Event explores ways to move agriculture forward

Taylor Holenbeck, Happy Dirt grower services coordinator, called for more support for organic and small farms during his presentation at the NC Chamber’s Imagine Agriculture Day on March 28 in Cary. (Ena Sellers / North State Journal)

CARY — Agricultural leaders and industry experts were invited last month to NC Ag Leads: Imagine Agriculture Day at the SAS campus in Cary, where national thought leaders spoke about the future of agriculture and the challenges faced by today’s farmers, engaging participants in thought-provoking conversations about moving the industry forward.

Ray Starling, general counsel of NC Chamber and president of its Legal Institute, provided a brief overview of the program and how the ag sector can leverage resources and knowledge “in the face of daunting challenges to maintain and increase our productivity and our profitability.”
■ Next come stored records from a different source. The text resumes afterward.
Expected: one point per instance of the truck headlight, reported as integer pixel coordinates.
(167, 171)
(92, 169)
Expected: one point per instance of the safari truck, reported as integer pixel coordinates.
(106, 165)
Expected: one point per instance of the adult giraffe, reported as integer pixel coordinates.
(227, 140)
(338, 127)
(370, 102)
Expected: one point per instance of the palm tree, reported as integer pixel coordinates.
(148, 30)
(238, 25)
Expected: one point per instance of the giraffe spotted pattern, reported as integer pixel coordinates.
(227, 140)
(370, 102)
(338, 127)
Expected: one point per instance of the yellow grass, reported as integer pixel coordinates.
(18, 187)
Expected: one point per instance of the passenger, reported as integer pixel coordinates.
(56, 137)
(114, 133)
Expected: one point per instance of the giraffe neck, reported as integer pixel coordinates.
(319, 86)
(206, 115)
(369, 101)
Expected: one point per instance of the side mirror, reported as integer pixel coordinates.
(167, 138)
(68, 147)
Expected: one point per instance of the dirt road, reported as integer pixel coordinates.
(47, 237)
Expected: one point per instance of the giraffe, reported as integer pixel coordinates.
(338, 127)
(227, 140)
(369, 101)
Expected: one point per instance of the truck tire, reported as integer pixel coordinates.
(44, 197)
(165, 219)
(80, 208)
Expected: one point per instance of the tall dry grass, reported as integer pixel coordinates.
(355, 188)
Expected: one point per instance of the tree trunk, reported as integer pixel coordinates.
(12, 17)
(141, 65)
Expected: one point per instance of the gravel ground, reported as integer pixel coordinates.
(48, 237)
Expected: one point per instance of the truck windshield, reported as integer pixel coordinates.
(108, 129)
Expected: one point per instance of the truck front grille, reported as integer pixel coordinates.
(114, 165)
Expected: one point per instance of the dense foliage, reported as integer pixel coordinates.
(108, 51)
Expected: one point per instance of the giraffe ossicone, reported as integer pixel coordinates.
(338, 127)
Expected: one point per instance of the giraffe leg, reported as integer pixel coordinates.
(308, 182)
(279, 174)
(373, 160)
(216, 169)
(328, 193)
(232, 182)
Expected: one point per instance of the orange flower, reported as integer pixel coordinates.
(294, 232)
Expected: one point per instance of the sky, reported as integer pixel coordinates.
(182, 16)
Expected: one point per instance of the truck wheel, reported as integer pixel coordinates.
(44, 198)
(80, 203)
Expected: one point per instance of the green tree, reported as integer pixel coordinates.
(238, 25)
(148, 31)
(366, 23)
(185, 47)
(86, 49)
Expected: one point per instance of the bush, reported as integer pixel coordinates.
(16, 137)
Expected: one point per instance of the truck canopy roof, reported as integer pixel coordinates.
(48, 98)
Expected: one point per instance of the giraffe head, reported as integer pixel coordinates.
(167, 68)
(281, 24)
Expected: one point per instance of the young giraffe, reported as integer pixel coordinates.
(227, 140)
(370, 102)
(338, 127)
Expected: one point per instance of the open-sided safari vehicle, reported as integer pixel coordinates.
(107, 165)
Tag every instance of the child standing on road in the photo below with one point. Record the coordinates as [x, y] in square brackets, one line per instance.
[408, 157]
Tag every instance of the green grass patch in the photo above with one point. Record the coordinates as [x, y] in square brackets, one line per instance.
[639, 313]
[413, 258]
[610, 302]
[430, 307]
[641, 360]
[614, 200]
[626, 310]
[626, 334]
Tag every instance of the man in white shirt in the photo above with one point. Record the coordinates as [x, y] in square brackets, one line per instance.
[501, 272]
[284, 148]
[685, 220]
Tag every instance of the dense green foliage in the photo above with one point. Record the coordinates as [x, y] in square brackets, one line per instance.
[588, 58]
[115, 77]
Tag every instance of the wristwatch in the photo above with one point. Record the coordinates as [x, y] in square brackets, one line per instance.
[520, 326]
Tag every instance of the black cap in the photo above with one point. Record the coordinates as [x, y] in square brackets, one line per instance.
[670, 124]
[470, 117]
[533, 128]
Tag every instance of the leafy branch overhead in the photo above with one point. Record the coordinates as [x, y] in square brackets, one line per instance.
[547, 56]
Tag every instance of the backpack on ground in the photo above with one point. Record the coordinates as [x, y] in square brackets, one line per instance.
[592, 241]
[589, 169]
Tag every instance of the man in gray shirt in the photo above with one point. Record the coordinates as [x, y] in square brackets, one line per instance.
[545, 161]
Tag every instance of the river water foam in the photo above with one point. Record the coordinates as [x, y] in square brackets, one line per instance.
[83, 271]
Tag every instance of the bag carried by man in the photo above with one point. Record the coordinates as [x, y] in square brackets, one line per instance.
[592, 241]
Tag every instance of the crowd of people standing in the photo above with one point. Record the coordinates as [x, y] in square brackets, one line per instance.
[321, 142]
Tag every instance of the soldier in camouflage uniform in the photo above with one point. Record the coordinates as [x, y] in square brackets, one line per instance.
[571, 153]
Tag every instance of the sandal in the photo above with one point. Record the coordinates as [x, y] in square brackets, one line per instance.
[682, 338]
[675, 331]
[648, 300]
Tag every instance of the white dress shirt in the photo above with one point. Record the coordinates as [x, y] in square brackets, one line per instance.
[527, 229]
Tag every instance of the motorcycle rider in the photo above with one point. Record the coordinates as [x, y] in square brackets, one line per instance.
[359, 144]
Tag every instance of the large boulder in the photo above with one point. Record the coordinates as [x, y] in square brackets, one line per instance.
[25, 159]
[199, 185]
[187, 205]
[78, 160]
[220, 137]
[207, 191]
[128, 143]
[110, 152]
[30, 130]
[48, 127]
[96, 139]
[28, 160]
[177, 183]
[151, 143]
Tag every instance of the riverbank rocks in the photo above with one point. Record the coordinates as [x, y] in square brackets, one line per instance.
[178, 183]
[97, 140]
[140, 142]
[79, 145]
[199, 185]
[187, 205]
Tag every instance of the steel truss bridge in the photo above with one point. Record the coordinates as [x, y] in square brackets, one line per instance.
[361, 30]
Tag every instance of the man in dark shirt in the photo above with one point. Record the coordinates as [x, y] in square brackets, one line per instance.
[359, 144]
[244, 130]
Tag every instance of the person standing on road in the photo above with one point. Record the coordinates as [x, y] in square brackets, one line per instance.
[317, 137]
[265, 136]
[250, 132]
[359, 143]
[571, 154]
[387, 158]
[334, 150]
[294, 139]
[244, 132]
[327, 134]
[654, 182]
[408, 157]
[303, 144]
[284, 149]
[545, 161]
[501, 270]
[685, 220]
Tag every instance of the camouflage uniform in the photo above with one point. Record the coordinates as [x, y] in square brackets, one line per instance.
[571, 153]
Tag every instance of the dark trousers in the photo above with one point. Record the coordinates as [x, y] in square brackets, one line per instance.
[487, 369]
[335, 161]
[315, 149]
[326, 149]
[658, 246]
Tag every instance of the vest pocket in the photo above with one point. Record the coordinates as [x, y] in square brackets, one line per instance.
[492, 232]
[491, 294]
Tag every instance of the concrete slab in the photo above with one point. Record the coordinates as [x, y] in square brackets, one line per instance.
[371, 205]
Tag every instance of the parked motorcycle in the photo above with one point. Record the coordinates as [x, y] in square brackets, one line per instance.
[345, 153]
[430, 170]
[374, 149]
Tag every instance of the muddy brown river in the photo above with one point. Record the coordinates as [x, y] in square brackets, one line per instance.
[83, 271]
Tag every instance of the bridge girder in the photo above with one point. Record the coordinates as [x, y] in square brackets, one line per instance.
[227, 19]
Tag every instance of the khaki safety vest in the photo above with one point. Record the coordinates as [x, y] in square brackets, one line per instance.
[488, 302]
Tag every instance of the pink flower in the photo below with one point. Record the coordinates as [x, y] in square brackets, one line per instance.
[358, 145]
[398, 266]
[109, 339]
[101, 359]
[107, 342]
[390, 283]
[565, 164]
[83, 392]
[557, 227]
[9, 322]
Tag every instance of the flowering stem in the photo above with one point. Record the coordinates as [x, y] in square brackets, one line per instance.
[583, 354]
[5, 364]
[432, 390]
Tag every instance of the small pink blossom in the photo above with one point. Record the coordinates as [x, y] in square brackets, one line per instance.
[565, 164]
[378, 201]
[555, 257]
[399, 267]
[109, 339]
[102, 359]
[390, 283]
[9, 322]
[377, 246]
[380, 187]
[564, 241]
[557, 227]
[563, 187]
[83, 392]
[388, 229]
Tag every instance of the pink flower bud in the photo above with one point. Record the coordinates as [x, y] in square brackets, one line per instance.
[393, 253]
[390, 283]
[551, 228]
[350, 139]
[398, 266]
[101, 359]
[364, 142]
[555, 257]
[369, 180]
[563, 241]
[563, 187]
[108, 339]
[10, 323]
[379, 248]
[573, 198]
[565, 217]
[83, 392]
Golden LEAF Foundation president and CEO Scott Hamilton spoke about the Golden LEAF’s strategic plan to help the state continue as a leader in agriculture, leveraging the knowledge from those deeply involved in the industry from across the state.

“We need to focus on what North Carolina can do better than anyone else and deliver a road map of clear and actionable steps,” said Hamilton.

Rowing together

Marshall Steward, Kansas State University senior vice president for executive affairs and a Sampson County native, spoke about the importance of planning and adapting to serve future needs and how people who understood the need were able to move the needle.

“The biggest mistake we could make,” he said, “is not to do anything. … We’ve got to remember that change is better than extinction because that could happen. We’ve got a growing population around the world. We know that it’s going to continue to grow.”

Steward also said environmental changes are impacting agriculture.

“If you look at crops and how they’re moving across North America, north into Canada — something’s changing … and we must adapt to that. We also have regenerative agriculture and soil health and how we deal with that, making sure the land is preserved.”

Steward spoke about innovation and community development, encouraging participants to think about the horsepower they have with 16 UNC system campuses, 58 private universities and 58 community colleges.

“You’ve got great diversity. … You’ve got soil, climate, elevation,” he said.

Steward told the audience to position themselves at the intersection of food and health, and to create a research agenda for food and agriculture in the state.

N.C. spotlight

Taylor Holenbeck, Happy Dirt grower services coordinator, spoke about the organic wholesaler business’ humble beginnings working out of a farmers’ cooler with a Golden LEAF Foundation grant and a partnership with the Carolina Farm Stewardship Association.

The company trains farmers who want to grow organic produce and works with the Fair Food Program certifying farms to promote farm worker well-being and safety. Holenbeck shared that they do weekly production planning with all their farmers so each knows what the company will buy from them, and each farm is prioritized for various products.

Holenbeck said the aging farmer population — with a national average age of 58 — is an industry challenge. (Their farmers are, on average, 46 years old).

“North Carolina is ranked second in the nation for farmland loss, losing around 1.2 million acres every year to development,” he said. “Farmers have the highest suicide rates of any occupation in America. We all need to let that soak in and really consider how we’re going to support our farmers,” said Holenbeck, who also warned of soil degradation.

“We champion organic farming and regenerative farming, so let’s engage in those movements, but also on building our local and regional food systems.”

Holenbeck shared that they would like to see more support for organic and small farms, more focus on sustainable practices, farmer incubator programs, prioritizing farmers’ physical and mental health, food waste initiatives to redirect imperfect produce and revitalize rural communities by looking at the diversity that can be grown, and state-funded purchasing.

“Up to 40% of our food is wasted in America,” he said.

Holenbeck hopes to create an incubator farm through Happy Dirt, training farmers and providing them access to land so they can grow for the company.

“Let’s look at conservation trusts,” he said. “Let’s look at redistribution of land so there is more access to land for people who don’t have generational access and giving marginalized farmers a chance to grow and our communities to thrive.”

Holenbeck said a study in Brazil about land that was monocropped around cities showed “the temperature was 10 degrees lower where there were small farms around large cities,” said Holenbeck. “We need to build more small farms and medium-sized farms. We need our large farms, too, but we just need more access to land for this new generation.”